Artificial Intelligence based chip design

  1. Artificial Intelligence based chip design: Transformers on Chip (part-1)
  2. Artificial Intelligence based chip design: Chip Design (part-2)

Introduction

In part-2 we treat the resources on FPGA chips, Workload, other design parameters as design variables. Finally, we feed the design variables into the Deep Reinforcement Learning agent to learn, and then suggest optimal placement of blocks to maximize certain goals like latency, etc. This part describes a few of the hardware variables and how to co-express the software and hardware variables that share a complex relationship. This co-expression is vital. For example, reducing bit width costs accuracy but frees up hardware resources that could be used for compute or cache. The Deep Reinforcement Learning Algorithm is supposed to figure out a balance that speeds up computation for tolerable accuracy losses(if at all). To use a boxing term, pound for pound, the same hardware micro-designed by a Deep Reinforcement Learning Agent for carrying a specific load.

Chip Design: Layout, Locality and Resource Allocation

Although current FPGA accelerators have demonstrated better performance over generic processors for specific workloads, the accelerator design space has not been well exploited. One critical problem is that the computation throughput may not well match the memory bandwidth provided by FPGA platforms.

But the bigger issue is Hardware design or even certain elements in it are usually not a variable in application design. Hardware design is a bubble, and so is software design but these don’t meet. There is a case to be made for hardware and software co-design. But a few more hardware-specific design variables first.

  • Matrix Sparsity(MS) is known to cost a lot. Checks can be built into the PE to reduce the overall cache requirement, but it comes at the cost of chip fabric space and end-to-end latency. It’s a classic trade-off.
  • Reducing Bit Width(BW) costs accuracy
    • Recent developments point toward next-generation Deep Learning algorithms that exploit extremely compact data types (e.g., 1bit, 2bit, 4bit, 8bit, 12bit, etc.).
  • This is FPGAs’ backyard but was never done dynamically and as a whole with software in the loop.

Deep Reinforcement Learning Agent

With so many design variables identified above, this essentially is a deep search problem. Many of these design variables can assume millions to billions of values and the combinatorial space is practically impossible to go through with an exhaustive search policy. Last but not least, the entire argument for Artificial Intelligence is generalization, which is the whole point of the Design Variables.

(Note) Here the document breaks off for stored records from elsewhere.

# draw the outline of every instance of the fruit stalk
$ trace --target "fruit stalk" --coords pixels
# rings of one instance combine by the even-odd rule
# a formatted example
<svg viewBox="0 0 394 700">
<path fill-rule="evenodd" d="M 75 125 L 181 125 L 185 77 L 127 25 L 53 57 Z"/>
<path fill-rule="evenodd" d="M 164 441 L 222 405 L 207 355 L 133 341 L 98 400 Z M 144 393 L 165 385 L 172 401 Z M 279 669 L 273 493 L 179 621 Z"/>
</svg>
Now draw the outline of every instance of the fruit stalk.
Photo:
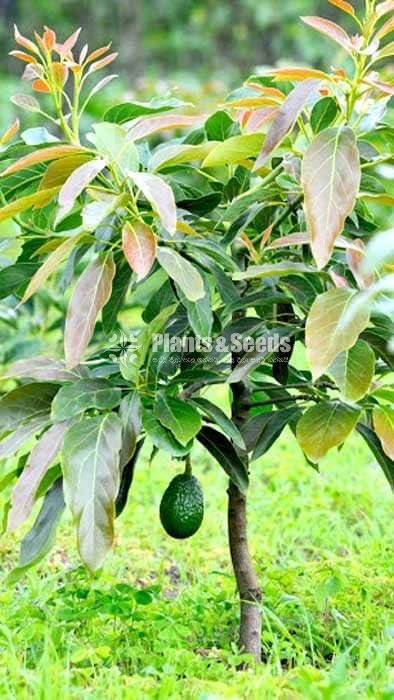
<svg viewBox="0 0 394 700">
<path fill-rule="evenodd" d="M 243 382 L 233 385 L 232 418 L 237 427 L 248 417 L 245 408 L 248 390 Z M 249 552 L 246 496 L 230 481 L 228 487 L 228 538 L 231 561 L 240 599 L 239 640 L 241 649 L 261 661 L 262 592 Z"/>
</svg>

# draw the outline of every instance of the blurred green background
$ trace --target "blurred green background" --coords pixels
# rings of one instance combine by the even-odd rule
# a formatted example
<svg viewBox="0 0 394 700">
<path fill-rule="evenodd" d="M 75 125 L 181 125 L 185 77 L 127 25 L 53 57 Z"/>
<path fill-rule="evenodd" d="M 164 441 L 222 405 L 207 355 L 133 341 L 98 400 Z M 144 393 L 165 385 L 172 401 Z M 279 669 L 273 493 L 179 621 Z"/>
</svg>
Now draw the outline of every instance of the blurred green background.
<svg viewBox="0 0 394 700">
<path fill-rule="evenodd" d="M 335 62 L 336 49 L 298 21 L 308 14 L 341 18 L 351 29 L 327 0 L 0 0 L 0 41 L 6 55 L 14 22 L 26 35 L 43 24 L 61 37 L 82 26 L 92 48 L 113 41 L 117 70 L 129 81 L 193 72 L 234 82 L 279 58 L 316 67 Z M 16 63 L 6 59 L 3 71 L 15 73 Z"/>
</svg>

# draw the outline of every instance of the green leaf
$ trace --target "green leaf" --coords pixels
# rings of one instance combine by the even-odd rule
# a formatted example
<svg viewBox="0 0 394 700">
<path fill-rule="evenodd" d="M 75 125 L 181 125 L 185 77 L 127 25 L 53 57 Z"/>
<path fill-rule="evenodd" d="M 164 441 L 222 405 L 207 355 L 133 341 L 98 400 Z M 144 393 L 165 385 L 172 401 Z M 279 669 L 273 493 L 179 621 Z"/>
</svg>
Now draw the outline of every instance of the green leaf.
<svg viewBox="0 0 394 700">
<path fill-rule="evenodd" d="M 167 321 L 171 318 L 177 308 L 177 304 L 171 304 L 163 309 L 155 318 L 145 325 L 137 338 L 137 347 L 132 357 L 128 357 L 126 364 L 121 364 L 120 369 L 125 379 L 136 381 L 138 371 L 143 366 L 146 356 L 152 344 L 152 338 L 156 333 L 160 333 Z"/>
<path fill-rule="evenodd" d="M 300 409 L 294 406 L 279 411 L 259 413 L 249 418 L 242 429 L 242 434 L 248 452 L 252 452 L 251 459 L 258 459 L 268 452 L 286 425 L 300 413 Z"/>
<path fill-rule="evenodd" d="M 197 439 L 223 467 L 231 481 L 245 493 L 249 485 L 248 470 L 231 442 L 222 433 L 208 426 L 200 430 Z"/>
<path fill-rule="evenodd" d="M 15 294 L 19 287 L 29 282 L 39 267 L 39 263 L 20 262 L 2 270 L 0 276 L 0 299 L 8 297 L 10 294 Z"/>
<path fill-rule="evenodd" d="M 120 404 L 122 392 L 106 379 L 79 379 L 62 386 L 52 402 L 52 420 L 73 418 L 88 408 L 111 410 Z"/>
<path fill-rule="evenodd" d="M 101 567 L 113 544 L 121 445 L 122 425 L 114 413 L 82 418 L 64 440 L 65 500 L 81 559 L 90 571 Z"/>
<path fill-rule="evenodd" d="M 65 368 L 63 360 L 38 355 L 23 360 L 16 360 L 8 367 L 4 377 L 28 377 L 36 381 L 75 382 L 81 378 L 84 370 L 76 367 L 74 370 Z"/>
<path fill-rule="evenodd" d="M 142 425 L 147 436 L 159 450 L 169 452 L 173 457 L 185 457 L 189 454 L 193 443 L 189 442 L 187 445 L 181 445 L 171 431 L 164 428 L 154 417 L 152 411 L 143 410 Z"/>
<path fill-rule="evenodd" d="M 323 97 L 316 102 L 311 112 L 311 127 L 315 134 L 331 126 L 339 111 L 338 103 L 333 97 Z"/>
<path fill-rule="evenodd" d="M 287 275 L 304 275 L 304 274 L 316 274 L 319 270 L 310 265 L 304 265 L 303 263 L 292 262 L 279 262 L 265 264 L 265 265 L 250 265 L 247 270 L 242 272 L 235 272 L 232 276 L 233 280 L 250 280 L 258 277 L 259 279 L 264 279 L 266 277 L 285 277 Z"/>
<path fill-rule="evenodd" d="M 46 382 L 24 384 L 0 400 L 0 431 L 15 430 L 18 423 L 48 411 L 58 387 Z"/>
<path fill-rule="evenodd" d="M 150 170 L 160 170 L 181 163 L 191 163 L 202 160 L 215 148 L 215 141 L 205 141 L 199 144 L 178 143 L 173 146 L 158 148 L 149 159 Z"/>
<path fill-rule="evenodd" d="M 339 401 L 322 401 L 305 411 L 297 423 L 297 440 L 307 457 L 318 462 L 332 447 L 341 445 L 361 411 Z"/>
<path fill-rule="evenodd" d="M 68 428 L 68 421 L 52 425 L 34 445 L 29 460 L 12 492 L 11 510 L 8 514 L 8 529 L 10 531 L 22 525 L 29 517 L 40 482 L 56 458 Z"/>
<path fill-rule="evenodd" d="M 61 209 L 57 215 L 57 221 L 69 214 L 79 195 L 82 194 L 89 183 L 104 170 L 106 164 L 107 161 L 103 158 L 95 158 L 73 170 L 59 192 L 59 204 Z"/>
<path fill-rule="evenodd" d="M 223 430 L 227 437 L 233 441 L 234 445 L 241 450 L 245 449 L 244 439 L 238 428 L 219 406 L 199 396 L 193 398 L 193 403 Z"/>
<path fill-rule="evenodd" d="M 226 141 L 221 141 L 202 163 L 203 168 L 213 168 L 218 165 L 241 163 L 247 158 L 256 156 L 264 141 L 264 134 L 242 134 L 233 136 Z"/>
<path fill-rule="evenodd" d="M 131 275 L 132 271 L 126 261 L 124 261 L 124 264 L 120 263 L 116 265 L 111 296 L 102 312 L 104 333 L 107 335 L 110 335 L 116 326 L 118 313 L 124 304 L 130 286 Z"/>
<path fill-rule="evenodd" d="M 45 206 L 54 198 L 58 191 L 59 187 L 51 187 L 49 190 L 39 190 L 26 197 L 16 199 L 15 202 L 11 202 L 0 209 L 0 221 L 12 219 L 22 211 L 26 211 L 26 209 Z"/>
<path fill-rule="evenodd" d="M 95 231 L 112 212 L 125 203 L 127 195 L 109 195 L 95 202 L 85 204 L 82 209 L 82 227 L 85 231 Z"/>
<path fill-rule="evenodd" d="M 372 420 L 384 453 L 394 460 L 394 407 L 376 406 L 372 412 Z"/>
<path fill-rule="evenodd" d="M 159 114 L 168 112 L 171 109 L 187 106 L 186 102 L 172 98 L 159 98 L 151 102 L 123 102 L 122 104 L 110 107 L 104 114 L 105 122 L 123 124 L 124 122 L 143 117 L 148 114 Z"/>
<path fill-rule="evenodd" d="M 353 131 L 339 127 L 320 132 L 302 163 L 305 215 L 319 269 L 329 261 L 335 240 L 353 210 L 360 180 L 360 156 Z"/>
<path fill-rule="evenodd" d="M 50 552 L 63 510 L 63 480 L 60 478 L 49 489 L 32 529 L 23 538 L 18 566 L 8 575 L 7 583 L 16 583 Z"/>
<path fill-rule="evenodd" d="M 293 336 L 293 331 L 288 328 L 276 328 L 273 330 L 265 330 L 260 337 L 264 338 L 265 343 L 261 349 L 250 350 L 245 352 L 229 375 L 227 382 L 234 384 L 242 381 L 250 372 L 253 372 L 267 357 L 276 353 L 278 350 L 290 352 L 291 344 L 289 338 Z"/>
<path fill-rule="evenodd" d="M 68 369 L 79 364 L 89 345 L 97 316 L 111 296 L 114 275 L 112 256 L 106 255 L 93 260 L 75 285 L 67 309 L 64 335 Z"/>
<path fill-rule="evenodd" d="M 177 251 L 159 247 L 157 259 L 167 275 L 179 284 L 189 301 L 198 301 L 205 295 L 204 280 L 196 268 Z"/>
<path fill-rule="evenodd" d="M 204 125 L 209 141 L 225 141 L 229 138 L 234 126 L 235 122 L 233 122 L 227 112 L 223 110 L 214 112 L 214 114 L 208 117 Z"/>
<path fill-rule="evenodd" d="M 384 475 L 394 491 L 394 460 L 384 453 L 379 438 L 371 428 L 368 428 L 364 423 L 358 423 L 357 431 L 364 438 L 376 461 L 382 467 Z"/>
<path fill-rule="evenodd" d="M 138 151 L 129 139 L 127 129 L 119 124 L 102 122 L 94 124 L 94 135 L 91 135 L 100 155 L 118 168 L 123 174 L 127 170 L 137 170 L 139 165 Z"/>
<path fill-rule="evenodd" d="M 287 95 L 283 104 L 279 107 L 276 116 L 271 124 L 268 134 L 265 138 L 263 149 L 256 160 L 254 170 L 265 165 L 267 158 L 272 151 L 280 145 L 294 127 L 294 124 L 304 108 L 307 101 L 314 96 L 321 83 L 321 80 L 308 78 L 298 83 L 295 88 Z"/>
<path fill-rule="evenodd" d="M 213 325 L 213 311 L 211 290 L 204 277 L 205 295 L 199 299 L 198 304 L 189 301 L 180 287 L 177 288 L 178 296 L 187 311 L 187 317 L 193 333 L 201 338 L 208 338 L 211 335 Z"/>
<path fill-rule="evenodd" d="M 201 429 L 200 414 L 194 406 L 165 394 L 157 395 L 153 414 L 182 445 L 187 445 Z"/>
<path fill-rule="evenodd" d="M 115 501 L 115 512 L 116 512 L 116 517 L 118 518 L 119 515 L 123 512 L 126 503 L 127 503 L 127 497 L 129 495 L 130 491 L 130 486 L 133 483 L 133 478 L 134 478 L 134 471 L 135 467 L 137 464 L 137 460 L 140 454 L 140 450 L 144 444 L 144 438 L 139 440 L 139 442 L 136 444 L 135 450 L 130 457 L 129 461 L 123 466 L 122 469 L 122 474 L 120 477 L 120 486 L 119 486 L 119 491 L 116 496 L 116 501 Z"/>
<path fill-rule="evenodd" d="M 365 340 L 341 352 L 328 368 L 343 396 L 359 401 L 368 393 L 375 372 L 375 354 Z"/>
<path fill-rule="evenodd" d="M 311 306 L 305 327 L 305 345 L 314 380 L 328 369 L 339 353 L 355 344 L 369 323 L 368 304 L 358 305 L 349 317 L 348 309 L 356 294 L 350 289 L 330 289 L 316 297 Z"/>
</svg>

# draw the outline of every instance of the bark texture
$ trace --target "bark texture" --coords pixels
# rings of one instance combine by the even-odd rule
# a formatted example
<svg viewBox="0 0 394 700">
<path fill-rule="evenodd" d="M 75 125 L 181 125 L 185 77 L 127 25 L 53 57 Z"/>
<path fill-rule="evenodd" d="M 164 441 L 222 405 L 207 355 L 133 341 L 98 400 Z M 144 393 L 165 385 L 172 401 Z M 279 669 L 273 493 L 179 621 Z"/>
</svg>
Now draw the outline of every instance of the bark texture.
<svg viewBox="0 0 394 700">
<path fill-rule="evenodd" d="M 248 390 L 242 382 L 233 385 L 232 388 L 232 417 L 234 423 L 241 428 L 248 417 L 248 409 L 245 407 Z M 232 481 L 228 487 L 228 538 L 240 599 L 240 646 L 260 662 L 262 592 L 249 552 L 246 496 Z"/>
</svg>

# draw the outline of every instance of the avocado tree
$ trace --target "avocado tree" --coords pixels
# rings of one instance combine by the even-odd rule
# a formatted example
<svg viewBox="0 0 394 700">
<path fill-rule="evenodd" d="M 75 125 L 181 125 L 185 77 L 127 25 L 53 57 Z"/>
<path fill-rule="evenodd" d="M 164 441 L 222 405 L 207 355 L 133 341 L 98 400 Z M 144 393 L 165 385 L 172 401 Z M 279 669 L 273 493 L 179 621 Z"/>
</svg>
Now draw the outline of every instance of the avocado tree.
<svg viewBox="0 0 394 700">
<path fill-rule="evenodd" d="M 379 169 L 392 157 L 393 86 L 377 69 L 393 55 L 394 3 L 366 0 L 361 18 L 350 2 L 331 4 L 354 35 L 303 18 L 328 49 L 340 45 L 331 73 L 272 69 L 209 115 L 165 97 L 114 105 L 92 125 L 89 100 L 115 76 L 94 78 L 116 54 L 77 50 L 79 31 L 59 43 L 48 28 L 34 42 L 16 29 L 12 54 L 39 99 L 13 101 L 48 129 L 19 136 L 15 122 L 1 139 L 12 251 L 1 297 L 24 314 L 33 295 L 50 295 L 64 338 L 57 356 L 18 359 L 3 375 L 8 529 L 42 501 L 9 578 L 48 553 L 65 506 L 82 561 L 100 569 L 145 442 L 181 463 L 160 507 L 165 530 L 194 534 L 198 442 L 229 477 L 240 646 L 256 660 L 253 462 L 285 426 L 312 467 L 356 430 L 394 486 L 392 232 L 365 255 L 376 211 L 393 204 Z M 144 308 L 130 328 L 132 304 Z M 206 396 L 217 384 L 231 415 Z"/>
</svg>

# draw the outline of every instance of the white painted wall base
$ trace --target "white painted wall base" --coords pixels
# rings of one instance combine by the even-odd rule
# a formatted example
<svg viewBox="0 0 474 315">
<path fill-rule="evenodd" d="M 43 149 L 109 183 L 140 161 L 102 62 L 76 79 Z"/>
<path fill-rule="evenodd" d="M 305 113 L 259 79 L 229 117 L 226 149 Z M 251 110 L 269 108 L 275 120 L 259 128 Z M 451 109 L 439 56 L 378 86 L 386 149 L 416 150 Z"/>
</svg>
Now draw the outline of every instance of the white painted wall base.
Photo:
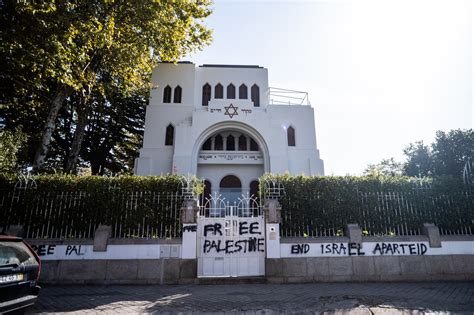
<svg viewBox="0 0 474 315">
<path fill-rule="evenodd" d="M 267 258 L 280 258 L 280 225 L 266 224 Z"/>
<path fill-rule="evenodd" d="M 197 224 L 183 224 L 181 258 L 196 259 Z"/>
</svg>

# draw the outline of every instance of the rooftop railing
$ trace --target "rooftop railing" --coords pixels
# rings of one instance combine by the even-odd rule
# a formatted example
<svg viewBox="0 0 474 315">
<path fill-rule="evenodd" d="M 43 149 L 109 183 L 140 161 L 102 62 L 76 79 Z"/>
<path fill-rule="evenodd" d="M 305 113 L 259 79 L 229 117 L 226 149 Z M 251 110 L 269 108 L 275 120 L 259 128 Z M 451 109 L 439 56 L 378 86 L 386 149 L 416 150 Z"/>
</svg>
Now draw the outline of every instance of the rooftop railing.
<svg viewBox="0 0 474 315">
<path fill-rule="evenodd" d="M 267 94 L 270 105 L 311 105 L 308 92 L 269 87 Z"/>
</svg>

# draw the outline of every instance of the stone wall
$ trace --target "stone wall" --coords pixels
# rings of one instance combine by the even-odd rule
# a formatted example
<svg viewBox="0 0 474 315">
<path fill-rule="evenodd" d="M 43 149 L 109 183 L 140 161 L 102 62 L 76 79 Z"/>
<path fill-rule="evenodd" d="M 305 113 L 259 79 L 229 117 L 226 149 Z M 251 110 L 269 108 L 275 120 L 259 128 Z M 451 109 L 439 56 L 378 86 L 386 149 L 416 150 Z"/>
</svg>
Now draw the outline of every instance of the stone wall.
<svg viewBox="0 0 474 315">
<path fill-rule="evenodd" d="M 474 280 L 474 255 L 300 257 L 266 260 L 271 283 Z"/>
<path fill-rule="evenodd" d="M 185 284 L 196 270 L 196 259 L 45 260 L 40 283 Z"/>
<path fill-rule="evenodd" d="M 271 233 L 268 227 L 267 232 Z M 270 283 L 474 280 L 474 236 L 437 237 L 439 242 L 426 235 L 282 238 L 275 240 L 276 246 L 267 246 L 265 277 L 258 279 Z M 42 258 L 43 284 L 201 282 L 198 260 L 183 259 L 188 245 L 195 250 L 195 240 L 105 239 L 105 246 L 97 246 L 98 240 L 27 241 Z"/>
</svg>

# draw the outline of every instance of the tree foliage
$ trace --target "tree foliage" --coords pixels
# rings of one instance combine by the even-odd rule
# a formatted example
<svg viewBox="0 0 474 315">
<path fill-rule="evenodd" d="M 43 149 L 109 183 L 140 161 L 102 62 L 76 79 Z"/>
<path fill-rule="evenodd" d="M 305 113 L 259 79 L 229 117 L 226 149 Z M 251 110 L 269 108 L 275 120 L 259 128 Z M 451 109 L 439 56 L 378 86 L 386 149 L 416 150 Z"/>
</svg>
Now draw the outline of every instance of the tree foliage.
<svg viewBox="0 0 474 315">
<path fill-rule="evenodd" d="M 426 177 L 433 175 L 433 159 L 430 147 L 423 141 L 410 143 L 403 153 L 407 162 L 403 165 L 403 173 L 407 176 Z"/>
<path fill-rule="evenodd" d="M 394 158 L 382 160 L 369 164 L 364 175 L 461 178 L 466 164 L 474 162 L 474 130 L 437 131 L 431 145 L 417 141 L 410 143 L 403 153 L 407 158 L 405 163 Z"/>
<path fill-rule="evenodd" d="M 14 131 L 0 129 L 0 173 L 13 173 L 17 170 L 17 153 L 26 141 L 26 135 L 17 128 Z"/>
<path fill-rule="evenodd" d="M 402 163 L 390 159 L 383 159 L 378 164 L 369 164 L 364 171 L 366 176 L 399 176 L 402 175 Z"/>
<path fill-rule="evenodd" d="M 453 176 L 460 178 L 464 166 L 474 160 L 474 130 L 437 131 L 431 146 L 410 144 L 404 151 L 408 176 Z"/>
<path fill-rule="evenodd" d="M 211 38 L 202 23 L 209 5 L 207 0 L 1 1 L 0 83 L 7 88 L 1 89 L 0 109 L 10 129 L 33 109 L 29 160 L 36 151 L 34 164 L 43 166 L 58 115 L 64 119 L 64 104 L 74 102 L 68 107 L 74 134 L 62 161 L 73 168 L 98 95 L 112 107 L 117 90 L 122 99 L 140 98 L 157 62 L 202 49 Z M 107 95 L 111 90 L 115 94 Z"/>
<path fill-rule="evenodd" d="M 431 152 L 434 174 L 461 176 L 466 162 L 474 161 L 474 130 L 436 132 Z"/>
</svg>

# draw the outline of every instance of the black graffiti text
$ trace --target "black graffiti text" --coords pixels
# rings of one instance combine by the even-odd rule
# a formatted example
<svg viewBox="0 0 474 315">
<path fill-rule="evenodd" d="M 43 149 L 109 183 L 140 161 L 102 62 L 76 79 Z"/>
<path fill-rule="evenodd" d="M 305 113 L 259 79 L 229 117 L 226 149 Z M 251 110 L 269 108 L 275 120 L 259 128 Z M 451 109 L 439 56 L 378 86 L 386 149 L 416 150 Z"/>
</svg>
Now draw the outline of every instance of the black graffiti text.
<svg viewBox="0 0 474 315">
<path fill-rule="evenodd" d="M 38 256 L 54 255 L 56 245 L 31 245 Z"/>
<path fill-rule="evenodd" d="M 361 244 L 349 243 L 349 256 L 365 256 Z"/>
<path fill-rule="evenodd" d="M 341 256 L 365 256 L 361 244 L 348 243 L 330 243 L 321 244 L 321 254 L 341 255 Z"/>
<path fill-rule="evenodd" d="M 428 247 L 423 243 L 377 243 L 373 253 L 378 255 L 424 255 Z"/>
<path fill-rule="evenodd" d="M 249 237 L 244 240 L 205 240 L 203 246 L 203 253 L 252 253 L 265 251 L 265 239 L 257 237 Z"/>
<path fill-rule="evenodd" d="M 347 255 L 344 243 L 321 244 L 321 254 Z"/>
<path fill-rule="evenodd" d="M 294 244 L 291 245 L 292 254 L 306 254 L 309 252 L 309 244 Z"/>
<path fill-rule="evenodd" d="M 239 222 L 239 235 L 244 234 L 262 234 L 259 231 L 258 222 L 248 223 L 246 221 Z"/>
<path fill-rule="evenodd" d="M 207 233 L 212 233 L 212 235 L 217 235 L 217 233 L 219 233 L 219 235 L 222 236 L 222 224 L 220 223 L 214 223 L 214 224 L 206 224 L 204 225 L 204 237 L 207 236 Z"/>
<path fill-rule="evenodd" d="M 183 226 L 183 232 L 196 232 L 197 226 L 196 225 L 186 225 Z"/>
<path fill-rule="evenodd" d="M 84 255 L 84 252 L 81 251 L 82 245 L 68 245 L 66 247 L 66 256 L 76 254 L 78 256 Z"/>
</svg>

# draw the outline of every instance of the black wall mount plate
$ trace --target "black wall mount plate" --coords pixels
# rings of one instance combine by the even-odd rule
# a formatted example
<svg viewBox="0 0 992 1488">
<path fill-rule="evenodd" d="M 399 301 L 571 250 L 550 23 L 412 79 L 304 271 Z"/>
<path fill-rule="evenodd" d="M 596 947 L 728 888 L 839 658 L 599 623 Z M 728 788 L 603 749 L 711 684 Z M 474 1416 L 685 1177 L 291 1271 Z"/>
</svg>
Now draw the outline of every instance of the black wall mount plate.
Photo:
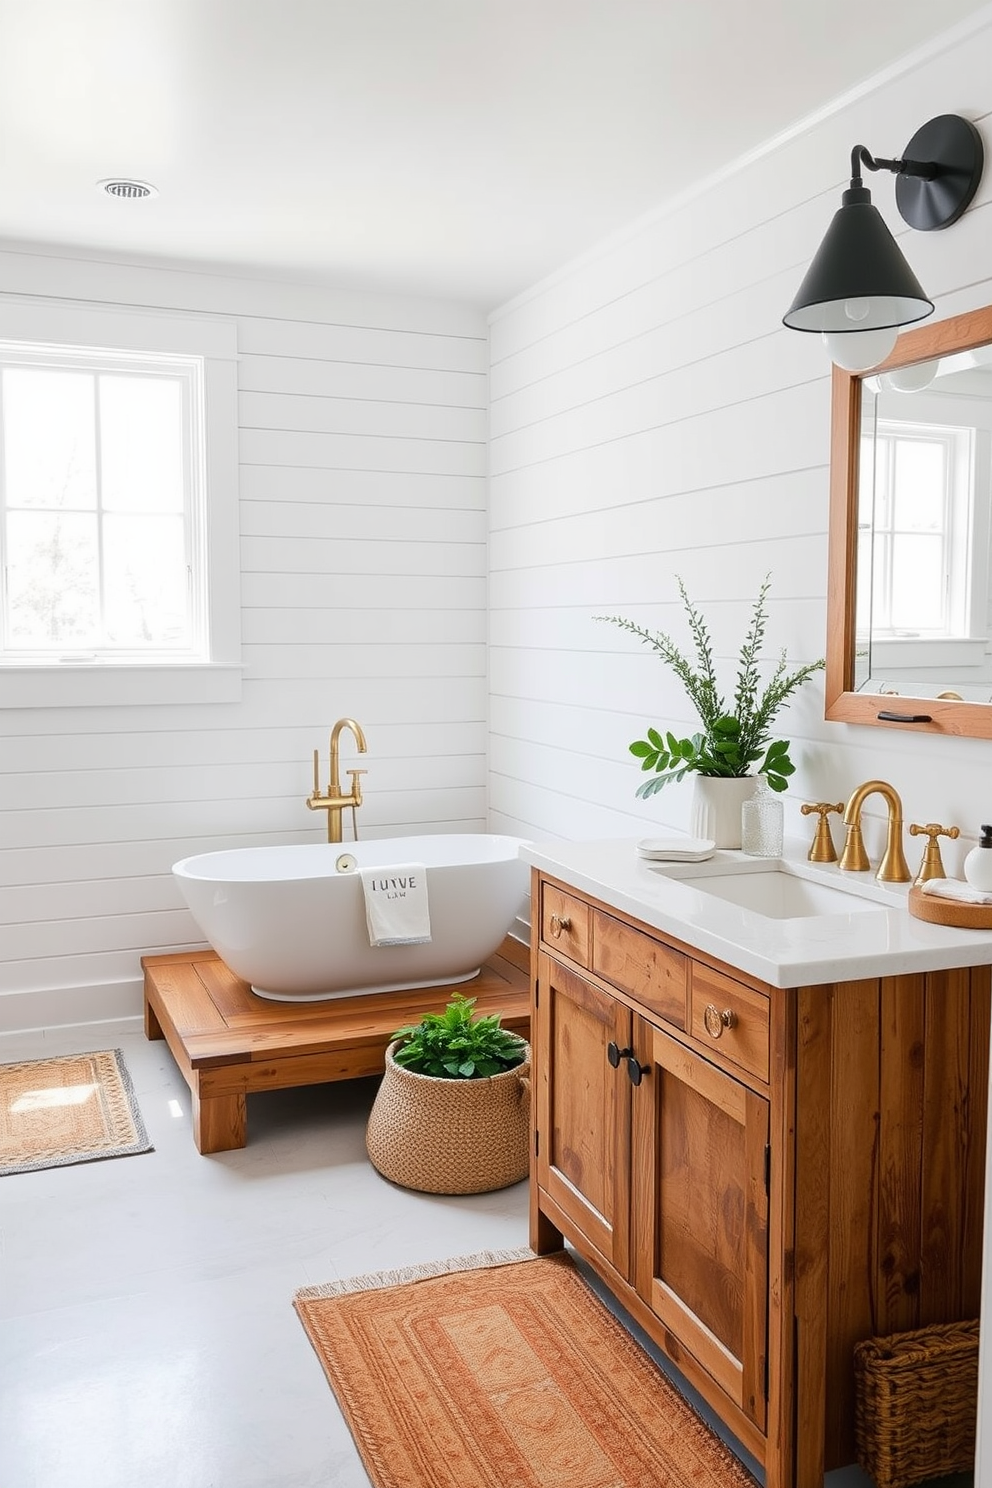
<svg viewBox="0 0 992 1488">
<path fill-rule="evenodd" d="M 974 124 L 960 114 L 940 114 L 916 131 L 903 159 L 937 166 L 932 181 L 896 178 L 896 206 L 903 221 L 919 232 L 935 232 L 957 222 L 978 190 L 985 165 L 985 147 Z"/>
</svg>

Image: figure-1: <strong>For most part this is a regular transfomer with a convolution in between</strong>
figure-1: For most part this is a regular transfomer with a convolution in between

Our Rules of the Game

Essentially these are the boundary conditions asserted by the design and/or inherent in the chip. Add to that the design variables and we have the complete rules of the game.

  • Express the constraints and composition of the microarchitecture as a GAT(Graph Attention Network)
    • Such complex arrangements that take locality, composition, arrangement, and other constraints into account are easier to express using GATs. Our current implementation is custom but for the next iteration, we’d like to use the graph neural network.
  • Express the Resources and Constraints of the FPGA Chip as the “Rules of the Game(Alphago Zero learned the game of go from scratch, with the rules of GO as boundary constraints)”
    • As an example, the dark blue(DSP) and the bottle green (BRAM) are pre-arranged in columns right beside each other on the FPGA chip to aid lower latency and easier integration.
    • The logic fabric(FPGA fabric) can be used in compute or as RAM(LUTRAM). Both Altera/Intel and Xilinx have elected to make only half of their logic blocks LUT-RAM capable in their recent architectures. This is another “rule of the game”. Similar to chinese chess, where a piece is captured and reprogrammed rather than removed from the board. A little like saying if you are not logic you are ram. And the Deep Reinforcement Learning Agent is expected to learn it over multiple training iterations.
    • As a general rule, the design variables identified earlier and the Resources and Constraints of the FPGA Chip are expressed as the “Rules of Game”.
  • We generate combined embeddings that are fed into the Deep Reinforcement Learning Agent for Training.
  • The Deep Reinforcement Agent with multiple training iterations learns not just the placement of the tiles but also the relative sizing of caches and indeed the values of the design variables identified above.
    • It goes without saying that the prediction for most design variables more than satisfies the primary goal(latency) and shatters the secondary goal(energy) and tertiary goal(throughput).
    • But the result is fascinating for a completely different reason. This is the beginning of a recipe for the future of chip design.

Summary

What started as an experiment led to something as fascinating as this was something beyond expectation at the beginning. Now that it has, it can be extended to all kinds of FPGA chips and beyond. The idea of “AI Accelerator” is not new but placing it in the same design bubble as the AI software has advantages not exploited earlier to the best of my knowledge. This is how we exploit the limits of the hardware. Specialized, purpose-built chips are set to become commonplace, not at the cost of general-purpose chips though. Deep Reinforcement Learning has been a revelation. I feel in the chip design and similar domains this is a technique that is severely underexploited.

Future

This is the first iteration, and the rush to the finish line hurried us up. The future looks mouthwatering and majorly because of the tech we had to leave out for this iteration. Here are a few.

  • Processing near memory is moving compute to memory literally. Processing-in-memory architectures propose moving the compute into the memory that literally stores the weight matrix. Processing in memory architectures can also increase the memory bandwidth, as the number of weights that can be accessed in parallel is no longer limited by the memory interface.

References

  1. What every programmer should know about memory: (This is a definitive 9 part(the links for the rest of the parts are embedded in the first one.) article on how the hardware works and, how software and data structure design can exploit it. It had a huge impact on the way I thought and still do think about design. The article first came out in 2007 but it is still relevant which is proof that basics don’t change very often.)